Heinz, blasser als die Leichen,
Fragt: »Hast Du mich nicht gern?«
»O«, stöhnt die Arabella
Und wirft sich ins Geschirr,
»Ich tanz' Dir auf der Stell da,
Doch mehr tu' ich nicht hier.
Ich darf Dich ja nicht küssen,
Am Vater wär's ein Mord,
Lieg' nicht zu meinen Füßen!
Ich muß noch heute fort.«
Der Mond wirft sich hernieder,
Die Rosen werden blau,
Und tanzend rührt die Glieder
Die Salamanderfrau.
Die schöne Arabella
Tanzt wild in der Allee.
Dem Heinz wird auf der Stell da,
Als ob er's brennen seh!
Ihm tut der Garten kreisen,
Er zuckt bei jedem Satz,
Er fühlt sich wie auf Reisen,
So wechselt stets den Platz
[92]
Sein Herz.
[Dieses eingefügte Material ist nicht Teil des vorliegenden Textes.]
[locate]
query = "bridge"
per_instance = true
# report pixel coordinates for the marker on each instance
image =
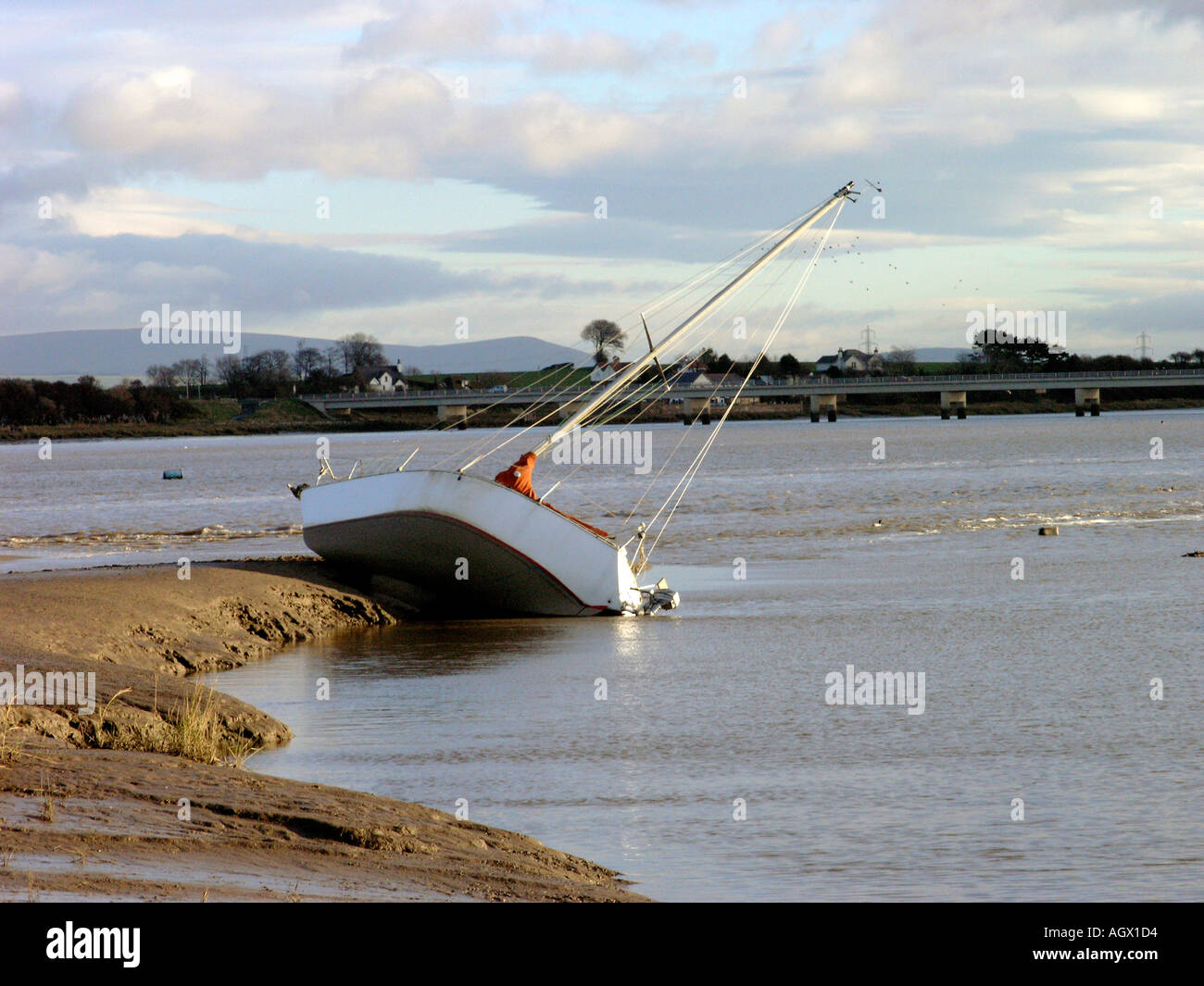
(821, 392)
Bald sitzt's im Nacken,
Bald in der Fingerspitz',
Bald tut's am Rumpf ihn packen,
Und Arabell mit Hitz'.
Und Arabell, ohn' Enden,
Sie tanzt sich fast zum Mond,
Bald aufrecht bald auf Händen,
Weiß nicht mehr, wo sie wohnt.
Bald wird aus Arabella
'ne Arabellenschar,
Es drehen sich so schnell da
Tausend und mehr sogar.
Erst als der Tag schon anfing,
War Arabella tot.
Der Heinz wußt' nicht, wie's zuging,
War ganz bespritzt mit Kot.
Erwacht wie aus 'nem Schlummer,
Steigt wie vom Karussell.
Sein Blick war niemals dummer –
Vor ihm lag Arabell,
Verdreht wie eine Winde.
Auch pfiff mit viel Geschmatz,
Gleich wie von einer Linde,
Auf ihrer Nas' ein Spatz.
[93]
Es tanzte sich zu Tode
Die schöne Arabell.
Dies wurde nachher Mode,
Bei Liebe ganz speziell.
Der Heinz war lang noch blöde
Nach dieser Schreckensnacht.
Das hat ihn zur Einöde,
Wo Rosa war, gebracht.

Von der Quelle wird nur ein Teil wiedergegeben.